Feather together:
Occasionally someone actually mentions the obvious.  In this case the context is a study done (work done by Noel and Nyhan Soc. Networks 33, 211 2011 as reviewed in SCIENCE by “-B” Not Contagious After All vol. 333 no. 6046 August 26, 2011 page 1072) clarifying social contagion.  Will being around lonely fat people make you get lonely and fat? 

Previous work suggested that such things might be catchy, like yawning.  But the new work suggests that a previously known effect had been understated.  The effect called “homophily” is that people are more likely to make friends with people they resemble, and more importantly such friendships are more stable than those between people who are different.

We live in a society where most marriages end in divorce.  Than can’t be making people happier.  Divorce is clearly a case, well usually, in which initial attraction fades, and the new study indicates that this is more common if people are different.

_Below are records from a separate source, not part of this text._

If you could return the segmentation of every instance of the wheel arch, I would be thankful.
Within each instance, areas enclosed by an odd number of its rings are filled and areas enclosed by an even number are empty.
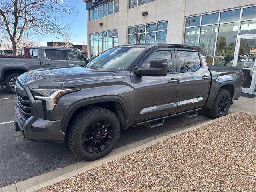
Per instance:
[[[103,107],[113,112],[118,118],[121,128],[125,129],[126,120],[128,116],[128,109],[126,104],[123,100],[119,97],[110,96],[86,99],[73,104],[63,118],[61,127],[61,131],[66,133],[72,117],[81,110],[92,106]]]
[[[28,70],[26,68],[22,67],[9,67],[4,68],[1,72],[0,77],[0,86],[3,87],[4,86],[4,82],[5,79],[10,75],[14,73],[20,73],[22,74],[28,71]],[[10,72],[10,73],[9,72]]]

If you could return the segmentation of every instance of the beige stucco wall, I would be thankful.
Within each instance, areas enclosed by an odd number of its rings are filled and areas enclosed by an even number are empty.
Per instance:
[[[88,21],[88,34],[118,29],[119,44],[124,44],[127,43],[128,27],[168,20],[166,42],[182,44],[185,17],[255,4],[255,0],[158,0],[128,9],[129,0],[119,0],[119,13]],[[148,11],[148,15],[143,16],[143,11]],[[88,10],[87,12],[89,18]],[[103,23],[103,26],[99,26],[100,23]],[[89,45],[89,37],[88,42]]]

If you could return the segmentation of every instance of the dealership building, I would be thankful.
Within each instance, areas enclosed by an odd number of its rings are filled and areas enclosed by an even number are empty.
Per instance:
[[[112,46],[167,43],[201,47],[208,65],[243,68],[256,94],[254,0],[85,0],[88,56]]]

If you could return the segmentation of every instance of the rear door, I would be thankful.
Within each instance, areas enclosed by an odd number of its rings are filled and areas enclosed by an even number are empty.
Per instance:
[[[65,51],[58,49],[44,49],[43,68],[68,66]]]
[[[174,49],[152,50],[142,63],[149,67],[154,59],[166,59],[168,72],[163,77],[140,76],[131,74],[132,85],[132,117],[137,122],[174,113],[178,88]],[[174,63],[174,64],[173,64]]]
[[[179,78],[176,112],[204,106],[207,99],[210,74],[201,52],[175,51]]]
[[[65,50],[68,65],[83,66],[87,64],[86,59],[79,53],[73,51]]]

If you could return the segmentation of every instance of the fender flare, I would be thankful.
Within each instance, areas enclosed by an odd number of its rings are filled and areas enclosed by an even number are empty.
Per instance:
[[[120,104],[124,112],[124,118],[126,120],[127,119],[128,116],[128,109],[124,101],[120,97],[114,96],[102,96],[86,98],[74,103],[69,107],[63,119],[60,128],[61,131],[66,133],[71,117],[79,108],[94,103],[106,102],[115,102]]]
[[[1,74],[0,74],[0,86],[2,87],[3,87],[4,86],[4,72],[5,72],[6,70],[9,70],[10,69],[22,70],[25,71],[26,72],[28,71],[28,70],[26,68],[23,67],[8,66],[3,68],[1,72]]]
[[[216,91],[215,91],[215,93],[214,94],[214,95],[213,97],[213,100],[214,101],[215,100],[215,98],[216,98],[216,96],[217,96],[217,94],[219,92],[219,90],[220,90],[220,89],[221,87],[222,87],[224,85],[230,85],[230,84],[232,84],[233,86],[233,87],[234,88],[234,90],[233,90],[233,92],[234,94],[235,88],[235,83],[234,82],[234,81],[225,81],[224,82],[221,83],[218,86],[218,87],[217,88],[217,89],[216,89]]]

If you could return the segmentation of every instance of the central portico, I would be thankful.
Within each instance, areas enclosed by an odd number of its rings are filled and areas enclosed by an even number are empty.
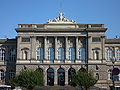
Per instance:
[[[103,24],[77,24],[60,12],[45,24],[19,24],[16,31],[17,73],[40,68],[45,85],[69,85],[71,71],[87,69],[89,63],[100,64],[105,58]]]

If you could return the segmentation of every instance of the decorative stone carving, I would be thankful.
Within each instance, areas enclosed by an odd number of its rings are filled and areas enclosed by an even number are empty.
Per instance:
[[[76,21],[74,20],[68,20],[67,18],[65,18],[63,16],[63,13],[60,11],[59,12],[59,16],[56,17],[55,19],[51,20],[51,19],[48,19],[48,21],[46,22],[46,24],[59,24],[59,23],[64,23],[64,24],[76,24]]]

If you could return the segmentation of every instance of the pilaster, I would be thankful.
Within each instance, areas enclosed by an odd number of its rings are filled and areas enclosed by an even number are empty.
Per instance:
[[[36,59],[36,37],[35,36],[31,37],[31,59],[32,60]]]
[[[78,37],[76,37],[76,60],[78,60]]]
[[[55,69],[55,72],[54,72],[54,85],[58,85],[57,69]]]
[[[44,37],[44,59],[47,60],[47,37]]]
[[[65,70],[65,85],[68,85],[68,70]]]
[[[22,57],[20,56],[20,55],[22,55],[22,52],[20,50],[20,42],[21,42],[21,37],[18,36],[17,37],[17,60],[22,59]]]
[[[65,37],[65,59],[68,59],[68,37]]]
[[[57,54],[57,37],[54,37],[55,38],[55,60],[58,59],[58,54]]]

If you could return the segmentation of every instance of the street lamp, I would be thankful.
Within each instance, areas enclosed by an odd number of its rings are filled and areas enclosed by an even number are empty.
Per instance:
[[[111,61],[112,61],[112,68],[114,69],[116,58],[115,57],[111,58]],[[113,69],[112,69],[112,83],[113,83],[112,90],[115,90],[115,81],[114,81]]]

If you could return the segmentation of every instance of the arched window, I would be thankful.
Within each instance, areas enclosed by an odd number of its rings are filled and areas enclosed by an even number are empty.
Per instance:
[[[85,60],[85,48],[79,48],[78,50],[79,60]]]
[[[111,80],[112,79],[112,70],[109,69],[108,70],[108,80]]]
[[[112,49],[107,49],[106,50],[106,59],[108,60],[108,61],[110,61],[111,60],[111,58],[112,58]]]
[[[95,60],[99,60],[99,52],[95,51]]]
[[[29,48],[23,48],[23,49],[21,49],[21,50],[22,50],[22,59],[24,59],[24,60],[29,59],[29,58],[28,58]]]
[[[15,72],[13,70],[10,70],[9,71],[9,80],[11,80],[14,75],[15,75]]]
[[[64,60],[64,48],[58,48],[58,60]]]
[[[48,48],[48,60],[54,60],[54,48]]]
[[[117,60],[120,60],[120,49],[116,50],[116,58]]]
[[[10,49],[10,61],[15,61],[15,59],[16,59],[16,50],[15,49]]]
[[[5,50],[0,49],[0,61],[4,61],[4,60],[5,60]]]
[[[44,59],[44,50],[43,48],[37,48],[37,60]]]
[[[99,73],[96,73],[96,79],[99,80]]]
[[[75,48],[73,47],[69,48],[68,54],[69,60],[75,60]]]
[[[63,68],[58,69],[58,85],[65,85],[65,70]]]
[[[4,70],[0,70],[0,81],[4,80]]]
[[[54,70],[52,68],[47,70],[47,85],[54,86]]]
[[[75,83],[75,69],[74,68],[70,68],[68,70],[68,84],[69,85],[73,85],[73,86],[76,86],[76,83]]]

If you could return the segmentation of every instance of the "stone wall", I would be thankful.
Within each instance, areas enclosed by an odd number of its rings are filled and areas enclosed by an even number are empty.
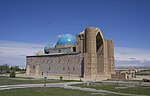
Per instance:
[[[83,76],[83,57],[78,53],[27,56],[26,61],[29,76]]]

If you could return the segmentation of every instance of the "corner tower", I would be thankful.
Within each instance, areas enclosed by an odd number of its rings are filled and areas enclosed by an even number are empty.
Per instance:
[[[112,40],[105,40],[101,30],[96,27],[87,27],[83,37],[81,53],[83,51],[84,78],[86,80],[111,78],[111,74],[114,73],[114,45]]]

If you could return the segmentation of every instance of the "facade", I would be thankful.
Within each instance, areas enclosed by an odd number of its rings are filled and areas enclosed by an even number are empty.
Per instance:
[[[114,44],[105,40],[101,30],[87,27],[76,38],[62,35],[55,47],[45,46],[44,54],[26,57],[26,74],[30,77],[104,80],[114,71]]]

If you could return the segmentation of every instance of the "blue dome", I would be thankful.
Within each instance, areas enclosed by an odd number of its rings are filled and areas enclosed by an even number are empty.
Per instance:
[[[57,41],[57,44],[76,44],[76,39],[73,35],[70,34],[64,34],[62,35],[59,40]]]
[[[52,44],[47,44],[45,47],[44,47],[44,52],[45,54],[49,54],[49,49],[50,48],[53,48],[53,45]]]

Well you are on average going to resemble your cousins more than you are going to resemble people in the community at large.  So it seems reasonable to suggest that marriages between cousins are likely to last longer than marriages between strangers. 

Of course that would be exceptionally difficult to prove, but I am sure there are sociologists with the skills to give it a whirl.  Since nature presents us with a choice – has always presented us with a choice – of marry kin or die out, it is pleasant to think that this could lead to a more stable and happy community irrespective of the fertility issue.